RMS_Titanic$Survival_nominal<- factor(RMS_Titanic$Survival, levels = c("0","1"), labels = c("Died", "Survived"))
RMS_Titanic$Gender<- factor(RMS_Titanic$Gender, levels = c("0","1"), labels = c("Male", "Female"))
RMS_Titanic$Crew<- factor(RMS_Titanic$Crew, levels = c("0","1"), labels = c("Passenger", "Crew"))
For comparison purposes let’s run a frequency of Survival_nominal and crosstabs of Survival_nominal with Gender and Crew. For the third crosstab make a copy and switch the order of your column variables.
frequency(RMS_Titanic$Survival_nominal)
## Values Freq Percent
## Died 1496 67.8
## Survived 712 32.2
## Total 2208 100
pretty_tab(crosstab( RMS_Titanic, row.vars = "Survival_nominal", col.vars = "Gender",
title ="Surival by Gender", format="col_percent"))
| Male | Female | |
|---|---|---|
| Died | 79.3 | 26.7 |
| Survived | 20.7 | 73.3 |
| Total N | 1722 | 486 |
pretty_tab(crosstab( RMS_Titanic, row.vars = "Survival_nominal", col.vars = "Crew",
title ="Surival of Crew and Passengers",
format="col_percent"))
| Passenger | Crew | |
|---|---|---|
| Died | 62 | 76.2 |
| Survived | 38 | 23.8 |
| Total N | 1317 | 891 |
# This cross tab will control for two variables.
pretty_tab(crosstab( RMS_Titanic, row.vars = "Survival_nominal", col.vars = c("Crew", "Gender"), format="col_percent",
title ="Surival by Gender and Group"))
| Crew Female | Crew Male | Passenger Female | Passenger Male | |
|---|---|---|---|---|
| Died | 13 | 77.9 | 27.4 | 80.8 |
| Survived | 87 | 22.1 | 72.6 | 19.2 |
| Total N | 23 | 868 | 463 | 854 |
pretty_tab(crosstab( RMS_Titanic, row.vars = "Survival_nominal", col.vars = c("Gender", "Crew"),
title ="Surival by Gender and Group", format="col_percent"))
| Female Crew | Female Passenger | Male Crew | Male Passenger | |
|---|---|---|---|---|
| Died | 13 | 27.4 | 77.9 | 80.8 |
| Survived | 87 | 72.6 | 22.1 | 19.2 |
| Total N | 23 | 463 | 868 | 854 |
Now we will run 3 regressions. First one without any independent variables, then one with Gender, then one with Gender and Crew.
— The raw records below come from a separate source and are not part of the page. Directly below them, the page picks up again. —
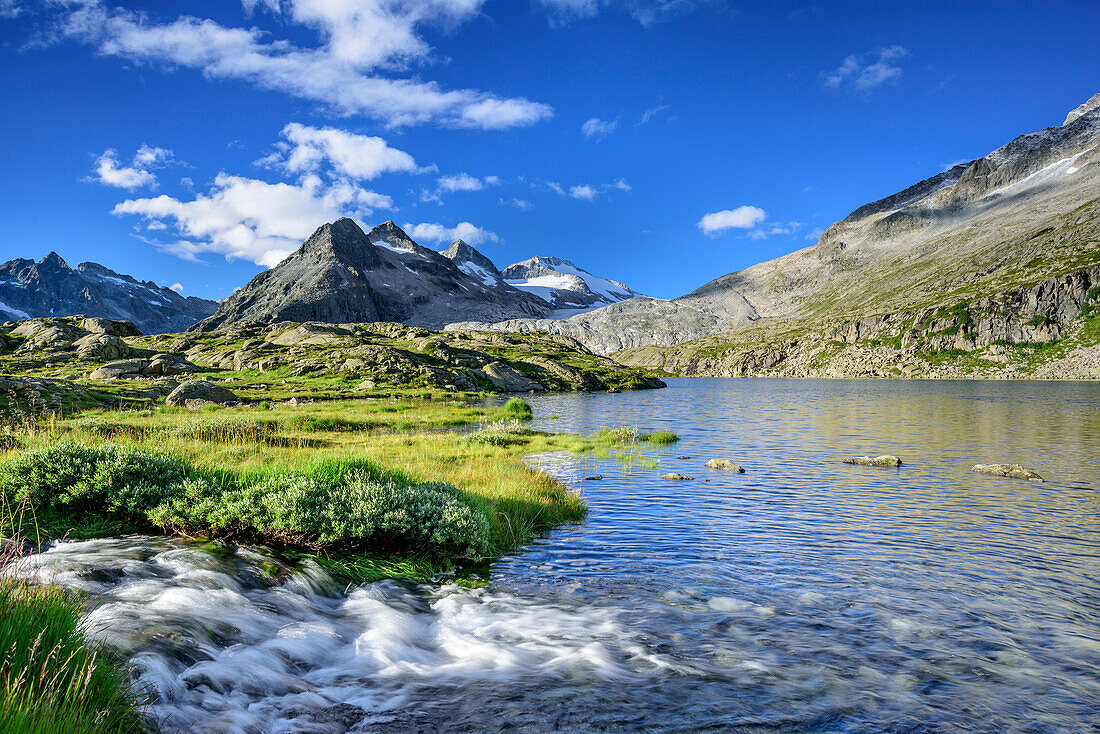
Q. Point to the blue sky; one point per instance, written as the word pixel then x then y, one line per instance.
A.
pixel 659 142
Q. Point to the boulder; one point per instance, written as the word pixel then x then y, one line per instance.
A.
pixel 884 460
pixel 725 464
pixel 200 390
pixel 1012 471
pixel 507 380
pixel 120 370
pixel 96 325
pixel 168 365
pixel 101 346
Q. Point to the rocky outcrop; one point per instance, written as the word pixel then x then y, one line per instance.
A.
pixel 886 460
pixel 1011 471
pixel 199 392
pixel 725 464
pixel 342 274
pixel 50 287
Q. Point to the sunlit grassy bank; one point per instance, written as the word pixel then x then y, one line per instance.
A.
pixel 372 488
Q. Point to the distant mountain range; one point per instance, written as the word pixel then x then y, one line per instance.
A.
pixel 1027 211
pixel 340 274
pixel 50 287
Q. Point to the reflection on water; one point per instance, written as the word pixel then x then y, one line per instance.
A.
pixel 805 595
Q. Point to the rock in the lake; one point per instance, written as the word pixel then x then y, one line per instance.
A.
pixel 1012 471
pixel 886 460
pixel 725 464
pixel 200 390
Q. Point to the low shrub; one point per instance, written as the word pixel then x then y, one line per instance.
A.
pixel 329 505
pixel 503 434
pixel 661 437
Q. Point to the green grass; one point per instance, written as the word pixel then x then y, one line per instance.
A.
pixel 51 680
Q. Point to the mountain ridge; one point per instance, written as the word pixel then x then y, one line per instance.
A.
pixel 51 287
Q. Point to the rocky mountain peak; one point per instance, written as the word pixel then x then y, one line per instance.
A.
pixel 53 261
pixel 1092 103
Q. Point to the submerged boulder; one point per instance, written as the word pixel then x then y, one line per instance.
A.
pixel 725 464
pixel 884 460
pixel 1012 471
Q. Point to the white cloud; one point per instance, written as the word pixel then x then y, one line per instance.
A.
pixel 523 205
pixel 308 150
pixel 646 12
pixel 363 42
pixel 586 193
pixel 596 129
pixel 651 113
pixel 868 72
pixel 139 174
pixel 441 234
pixel 461 182
pixel 250 219
pixel 745 217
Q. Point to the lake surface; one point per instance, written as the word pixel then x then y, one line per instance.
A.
pixel 804 595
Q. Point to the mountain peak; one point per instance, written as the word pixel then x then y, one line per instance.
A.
pixel 1092 103
pixel 54 260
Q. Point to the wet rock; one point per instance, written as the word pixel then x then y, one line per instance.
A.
pixel 1011 471
pixel 200 390
pixel 886 460
pixel 725 464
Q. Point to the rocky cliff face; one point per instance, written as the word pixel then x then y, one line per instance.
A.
pixel 342 274
pixel 1027 211
pixel 1048 330
pixel 50 287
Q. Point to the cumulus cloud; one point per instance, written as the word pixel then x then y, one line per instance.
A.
pixel 138 174
pixel 868 72
pixel 586 192
pixel 596 129
pixel 308 150
pixel 363 43
pixel 647 12
pixel 651 113
pixel 250 219
pixel 441 234
pixel 745 217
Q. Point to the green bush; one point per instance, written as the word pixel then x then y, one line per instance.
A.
pixel 117 481
pixel 661 437
pixel 518 409
pixel 338 505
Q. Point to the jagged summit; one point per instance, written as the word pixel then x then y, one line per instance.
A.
pixel 343 274
pixel 50 287
pixel 1085 108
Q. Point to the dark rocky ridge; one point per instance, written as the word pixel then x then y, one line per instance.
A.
pixel 342 274
pixel 1026 211
pixel 50 287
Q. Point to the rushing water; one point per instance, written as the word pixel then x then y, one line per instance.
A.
pixel 804 595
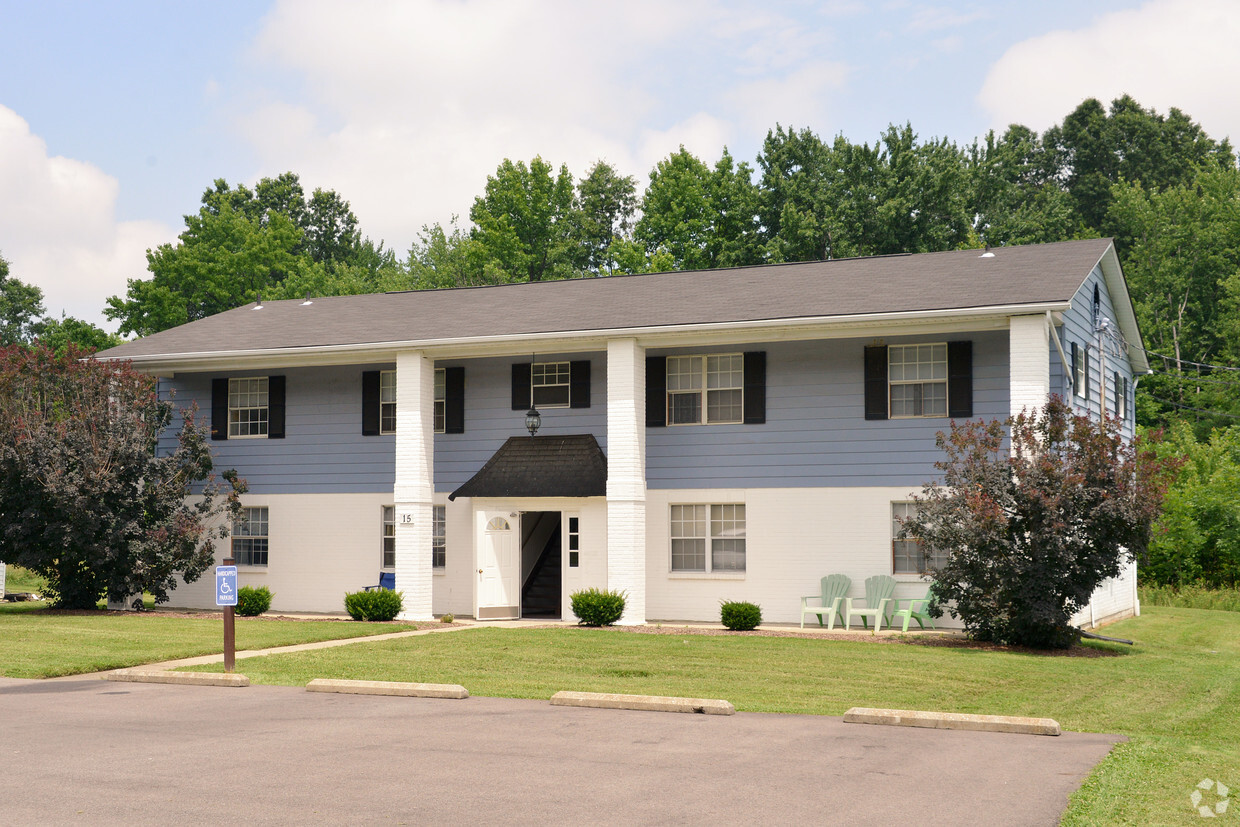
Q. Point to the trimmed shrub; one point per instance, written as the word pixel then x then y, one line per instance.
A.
pixel 251 601
pixel 740 616
pixel 381 604
pixel 597 608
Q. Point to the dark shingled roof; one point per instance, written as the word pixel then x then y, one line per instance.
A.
pixel 959 279
pixel 541 466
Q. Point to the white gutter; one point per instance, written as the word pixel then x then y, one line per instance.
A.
pixel 567 341
pixel 1059 346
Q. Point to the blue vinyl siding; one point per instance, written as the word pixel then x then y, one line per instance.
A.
pixel 816 433
pixel 324 450
pixel 1079 327
pixel 490 418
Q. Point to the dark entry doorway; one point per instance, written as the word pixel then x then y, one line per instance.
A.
pixel 541 564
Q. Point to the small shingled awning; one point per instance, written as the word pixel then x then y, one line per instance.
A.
pixel 541 466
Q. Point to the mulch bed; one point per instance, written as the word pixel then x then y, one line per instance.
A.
pixel 943 641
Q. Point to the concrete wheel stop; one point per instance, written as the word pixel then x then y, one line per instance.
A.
pixel 180 678
pixel 389 687
pixel 645 702
pixel 952 720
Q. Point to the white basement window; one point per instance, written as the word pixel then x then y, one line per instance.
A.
pixel 722 527
pixel 706 389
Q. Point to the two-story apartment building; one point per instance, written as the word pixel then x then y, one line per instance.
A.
pixel 704 435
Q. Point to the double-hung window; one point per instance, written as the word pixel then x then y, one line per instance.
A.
pixel 918 376
pixel 387 401
pixel 708 538
pixel 248 407
pixel 551 383
pixel 1080 371
pixel 249 541
pixel 389 537
pixel 706 389
pixel 438 538
pixel 908 554
pixel 378 402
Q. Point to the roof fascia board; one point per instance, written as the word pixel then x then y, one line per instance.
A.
pixel 1121 300
pixel 892 324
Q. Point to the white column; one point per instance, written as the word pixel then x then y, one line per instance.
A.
pixel 1029 347
pixel 626 475
pixel 414 480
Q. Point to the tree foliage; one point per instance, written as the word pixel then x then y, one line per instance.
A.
pixel 525 222
pixel 20 308
pixel 1158 182
pixel 1182 265
pixel 86 499
pixel 1197 538
pixel 241 243
pixel 606 205
pixel 1095 148
pixel 1031 532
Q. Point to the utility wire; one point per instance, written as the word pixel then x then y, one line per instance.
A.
pixel 1176 404
pixel 1197 380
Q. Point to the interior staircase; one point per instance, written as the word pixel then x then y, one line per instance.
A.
pixel 540 595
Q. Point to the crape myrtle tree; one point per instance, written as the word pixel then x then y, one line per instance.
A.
pixel 1034 513
pixel 86 499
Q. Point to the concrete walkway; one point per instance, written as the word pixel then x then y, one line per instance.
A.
pixel 465 624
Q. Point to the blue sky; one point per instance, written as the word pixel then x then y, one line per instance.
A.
pixel 115 117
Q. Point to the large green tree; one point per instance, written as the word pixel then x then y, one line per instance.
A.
pixel 1095 148
pixel 1033 515
pixel 241 244
pixel 523 223
pixel 898 195
pixel 1182 265
pixel 86 499
pixel 697 217
pixel 605 213
pixel 1014 191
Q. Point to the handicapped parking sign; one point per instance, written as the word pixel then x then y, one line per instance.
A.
pixel 226 585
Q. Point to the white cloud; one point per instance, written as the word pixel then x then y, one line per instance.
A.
pixel 1166 53
pixel 406 107
pixel 58 228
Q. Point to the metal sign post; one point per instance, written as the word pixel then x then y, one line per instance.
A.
pixel 226 597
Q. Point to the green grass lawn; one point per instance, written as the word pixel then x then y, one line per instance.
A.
pixel 39 644
pixel 1176 694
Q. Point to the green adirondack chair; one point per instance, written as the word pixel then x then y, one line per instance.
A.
pixel 878 594
pixel 918 610
pixel 835 587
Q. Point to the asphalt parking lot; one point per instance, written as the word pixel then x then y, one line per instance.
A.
pixel 94 751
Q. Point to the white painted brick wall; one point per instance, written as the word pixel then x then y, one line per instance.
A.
pixel 626 475
pixel 1115 599
pixel 320 547
pixel 1029 340
pixel 794 538
pixel 414 481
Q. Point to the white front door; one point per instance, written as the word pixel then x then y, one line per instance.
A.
pixel 499 567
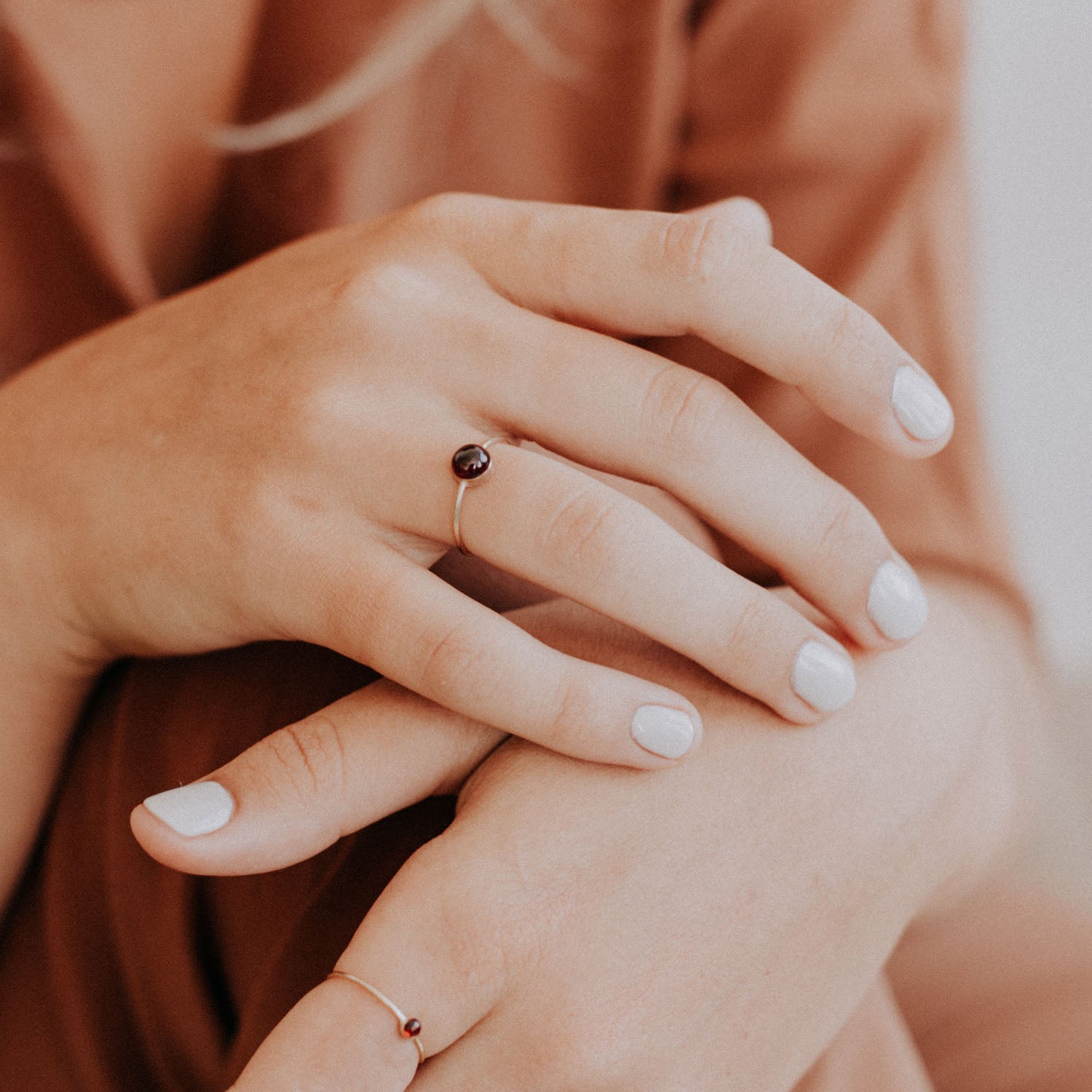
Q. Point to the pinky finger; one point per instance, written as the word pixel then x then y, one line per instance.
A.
pixel 446 646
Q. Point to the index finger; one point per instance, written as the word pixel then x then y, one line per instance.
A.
pixel 652 273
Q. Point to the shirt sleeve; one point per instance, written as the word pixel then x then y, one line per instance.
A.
pixel 842 117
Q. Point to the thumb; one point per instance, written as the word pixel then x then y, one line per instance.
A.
pixel 297 791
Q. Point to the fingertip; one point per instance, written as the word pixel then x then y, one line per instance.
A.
pixel 823 676
pixel 897 602
pixel 922 410
pixel 666 732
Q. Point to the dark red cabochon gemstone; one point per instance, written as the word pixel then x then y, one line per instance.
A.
pixel 470 462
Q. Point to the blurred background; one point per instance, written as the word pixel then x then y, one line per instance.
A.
pixel 1030 129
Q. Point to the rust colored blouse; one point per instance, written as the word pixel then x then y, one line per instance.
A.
pixel 840 116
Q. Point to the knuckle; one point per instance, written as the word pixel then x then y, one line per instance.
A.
pixel 452 660
pixel 574 720
pixel 439 211
pixel 382 290
pixel 698 249
pixel 748 630
pixel 852 334
pixel 476 910
pixel 587 531
pixel 687 410
pixel 843 526
pixel 307 759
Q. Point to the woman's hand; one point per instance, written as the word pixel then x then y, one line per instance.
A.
pixel 578 926
pixel 268 456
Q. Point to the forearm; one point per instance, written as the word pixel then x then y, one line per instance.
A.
pixel 45 675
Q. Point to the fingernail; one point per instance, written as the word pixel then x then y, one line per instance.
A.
pixel 919 405
pixel 194 810
pixel 823 677
pixel 897 603
pixel 665 732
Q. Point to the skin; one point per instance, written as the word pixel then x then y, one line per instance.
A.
pixel 191 478
pixel 708 927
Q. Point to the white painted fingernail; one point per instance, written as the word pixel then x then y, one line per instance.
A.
pixel 919 405
pixel 897 603
pixel 665 732
pixel 200 808
pixel 823 677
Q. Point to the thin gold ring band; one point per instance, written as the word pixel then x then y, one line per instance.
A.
pixel 463 483
pixel 408 1026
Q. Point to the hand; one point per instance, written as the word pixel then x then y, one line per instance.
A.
pixel 266 456
pixel 579 926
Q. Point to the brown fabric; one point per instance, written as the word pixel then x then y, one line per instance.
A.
pixel 839 115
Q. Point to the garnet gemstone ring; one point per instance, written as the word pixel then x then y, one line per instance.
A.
pixel 408 1026
pixel 471 461
pixel 469 464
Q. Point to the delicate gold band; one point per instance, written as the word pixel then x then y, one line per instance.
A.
pixel 462 489
pixel 405 1024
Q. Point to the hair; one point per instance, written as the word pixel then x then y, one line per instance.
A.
pixel 406 41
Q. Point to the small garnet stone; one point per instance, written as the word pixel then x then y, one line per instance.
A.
pixel 470 462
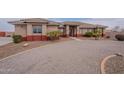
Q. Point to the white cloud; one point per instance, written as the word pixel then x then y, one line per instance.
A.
pixel 111 22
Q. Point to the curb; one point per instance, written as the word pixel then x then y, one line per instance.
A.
pixel 103 63
pixel 27 51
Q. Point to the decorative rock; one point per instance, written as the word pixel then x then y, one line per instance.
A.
pixel 25 45
pixel 113 64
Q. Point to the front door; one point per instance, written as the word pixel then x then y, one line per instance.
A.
pixel 72 31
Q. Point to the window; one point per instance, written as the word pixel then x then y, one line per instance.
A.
pixel 37 29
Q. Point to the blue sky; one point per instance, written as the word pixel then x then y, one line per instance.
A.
pixel 111 22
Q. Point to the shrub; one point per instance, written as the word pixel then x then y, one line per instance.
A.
pixel 88 34
pixel 54 35
pixel 119 37
pixel 17 38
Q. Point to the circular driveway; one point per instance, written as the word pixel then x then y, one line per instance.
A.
pixel 71 57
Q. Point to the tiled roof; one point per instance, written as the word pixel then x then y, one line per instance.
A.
pixel 42 20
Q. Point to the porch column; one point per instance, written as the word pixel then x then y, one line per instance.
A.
pixel 29 36
pixel 102 32
pixel 78 31
pixel 44 32
pixel 29 29
pixel 67 30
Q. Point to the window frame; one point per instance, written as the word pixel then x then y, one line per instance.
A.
pixel 37 29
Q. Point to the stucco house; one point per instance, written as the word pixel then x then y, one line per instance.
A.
pixel 36 28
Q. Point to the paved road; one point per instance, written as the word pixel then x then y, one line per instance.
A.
pixel 65 57
pixel 5 40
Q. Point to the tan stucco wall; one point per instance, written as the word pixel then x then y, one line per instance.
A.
pixel 52 28
pixel 20 30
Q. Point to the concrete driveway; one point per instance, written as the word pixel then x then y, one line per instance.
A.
pixel 72 57
pixel 5 40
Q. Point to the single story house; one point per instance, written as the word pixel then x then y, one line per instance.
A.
pixel 36 28
pixel 2 34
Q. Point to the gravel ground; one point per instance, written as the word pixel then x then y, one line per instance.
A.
pixel 70 57
pixel 12 48
pixel 5 40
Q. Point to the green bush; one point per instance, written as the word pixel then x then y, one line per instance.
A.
pixel 119 37
pixel 17 38
pixel 54 35
pixel 88 34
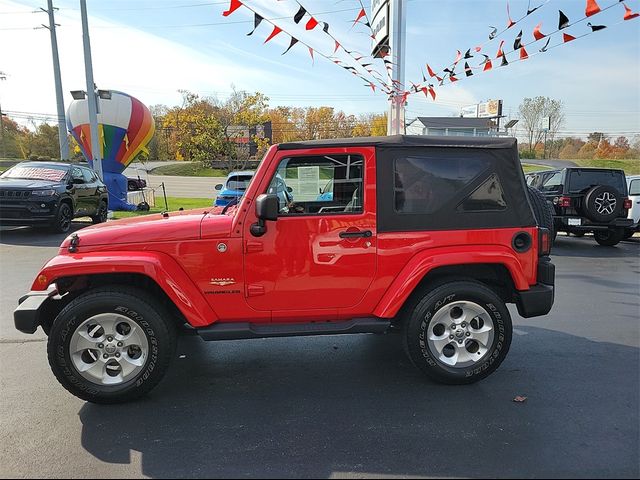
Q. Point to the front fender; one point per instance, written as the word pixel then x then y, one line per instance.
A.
pixel 427 260
pixel 159 267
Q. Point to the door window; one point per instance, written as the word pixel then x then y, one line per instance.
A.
pixel 319 185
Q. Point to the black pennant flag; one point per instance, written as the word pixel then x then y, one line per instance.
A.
pixel 256 21
pixel 293 42
pixel 467 69
pixel 298 16
pixel 518 43
pixel 595 28
pixel 546 45
pixel 564 21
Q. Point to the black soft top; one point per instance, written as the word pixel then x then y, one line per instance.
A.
pixel 406 141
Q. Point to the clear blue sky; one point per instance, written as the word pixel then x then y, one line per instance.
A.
pixel 153 48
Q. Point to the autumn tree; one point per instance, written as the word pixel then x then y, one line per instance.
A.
pixel 533 111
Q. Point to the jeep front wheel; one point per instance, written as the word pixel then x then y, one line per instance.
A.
pixel 111 345
pixel 458 333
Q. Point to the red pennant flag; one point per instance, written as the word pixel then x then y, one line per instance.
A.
pixel 311 24
pixel 233 6
pixel 510 23
pixel 628 14
pixel 276 30
pixel 592 8
pixel 360 15
pixel 537 33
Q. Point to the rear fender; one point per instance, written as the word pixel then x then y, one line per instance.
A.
pixel 159 267
pixel 424 262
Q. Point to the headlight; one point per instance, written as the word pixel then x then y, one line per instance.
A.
pixel 43 193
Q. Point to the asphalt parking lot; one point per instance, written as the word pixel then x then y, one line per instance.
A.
pixel 349 406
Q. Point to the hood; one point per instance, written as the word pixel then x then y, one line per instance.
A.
pixel 26 183
pixel 157 227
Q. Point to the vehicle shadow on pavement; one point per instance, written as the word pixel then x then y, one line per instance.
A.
pixel 36 237
pixel 339 406
pixel 587 247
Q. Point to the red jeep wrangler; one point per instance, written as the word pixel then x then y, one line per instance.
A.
pixel 426 236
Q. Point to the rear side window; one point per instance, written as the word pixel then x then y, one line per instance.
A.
pixel 582 180
pixel 424 184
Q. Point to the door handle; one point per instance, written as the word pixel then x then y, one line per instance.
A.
pixel 358 234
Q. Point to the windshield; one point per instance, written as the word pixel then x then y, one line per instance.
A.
pixel 50 173
pixel 582 180
pixel 239 182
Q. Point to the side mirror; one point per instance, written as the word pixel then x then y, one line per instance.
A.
pixel 267 207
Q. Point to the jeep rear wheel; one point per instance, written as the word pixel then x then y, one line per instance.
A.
pixel 609 237
pixel 111 345
pixel 458 333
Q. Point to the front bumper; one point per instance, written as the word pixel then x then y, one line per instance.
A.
pixel 538 300
pixel 27 317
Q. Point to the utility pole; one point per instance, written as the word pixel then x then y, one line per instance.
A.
pixel 92 97
pixel 62 124
pixel 397 46
pixel 3 76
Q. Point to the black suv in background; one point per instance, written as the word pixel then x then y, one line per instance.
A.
pixel 51 194
pixel 586 200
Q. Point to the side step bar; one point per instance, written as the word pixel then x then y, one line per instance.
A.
pixel 237 331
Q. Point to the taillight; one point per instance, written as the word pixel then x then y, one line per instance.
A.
pixel 564 202
pixel 544 242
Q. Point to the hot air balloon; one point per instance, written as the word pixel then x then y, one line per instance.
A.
pixel 125 127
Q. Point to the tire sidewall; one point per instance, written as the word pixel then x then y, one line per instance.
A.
pixel 79 310
pixel 420 323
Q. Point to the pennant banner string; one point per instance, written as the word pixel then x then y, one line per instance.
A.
pixel 546 47
pixel 337 42
pixel 235 4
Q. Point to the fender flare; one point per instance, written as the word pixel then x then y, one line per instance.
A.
pixel 159 267
pixel 427 260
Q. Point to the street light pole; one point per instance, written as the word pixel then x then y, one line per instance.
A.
pixel 92 98
pixel 62 124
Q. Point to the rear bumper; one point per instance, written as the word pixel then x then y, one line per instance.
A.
pixel 27 316
pixel 538 300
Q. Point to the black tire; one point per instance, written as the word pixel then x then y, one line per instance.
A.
pixel 610 237
pixel 101 213
pixel 419 323
pixel 603 203
pixel 62 222
pixel 134 306
pixel 542 210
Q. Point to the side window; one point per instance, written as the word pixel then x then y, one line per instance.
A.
pixel 552 182
pixel 425 184
pixel 320 185
pixel 89 176
pixel 77 176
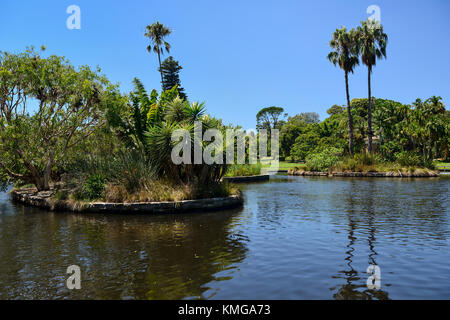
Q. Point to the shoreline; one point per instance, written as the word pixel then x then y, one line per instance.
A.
pixel 388 174
pixel 44 200
pixel 256 178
We use the lm() function which means linear model.
lm(Survival ~ 1, RMS_Titanic)
##
## Call:
## lm(formula = Survival ~ 1, data = RMS_Titanic)
##
## Coefficients:
## (Intercept)
## 0.3225
lm(Survival ~ Gender, RMS_Titanic)
##
## Call:
## lm(formula = Survival ~ Gender, data = RMS_Titanic)
##
## Coefficients:
## (Intercept) GenderFemale
## 0.2067 0.5258
lm(Survival ~ Gender + Crew, RMS_Titanic)
##
## Call:
## lm(formula = Survival ~ Gender + Crew, data = RMS_Titanic)
##
## Coefficients:
## (Intercept) GenderFemale CrewCrew
## 0.18924 0.54163 0.03472
Write out the three equations below:
No independent variable:
Gender only:
Gender and Crew:
Calculate the predicted values for each the equation with no indepdent variable:
How does the equation relate to the frequency distribution results?
Calculate the predicted values for males and females for the Gender only model.
Did being female help or hurt or make no difference?
How do these results compare to the cross tab for gender?
For the equation with Gender and Crew as independent variables, calculate the predicted values for:
Female, Crew Female, Passenger Male, Crew Male, Passenger
Which group has the best predicted probability of surviving?
Did Gender have an effect that was positive, negative or close to 0?
Did it stay the same as the equation for Gender alone? If not, how did it change?
Did Crew have an effect that was positive, negative or close to 0?
How do the predicted values from the equation with two variables compare to the crosstabs?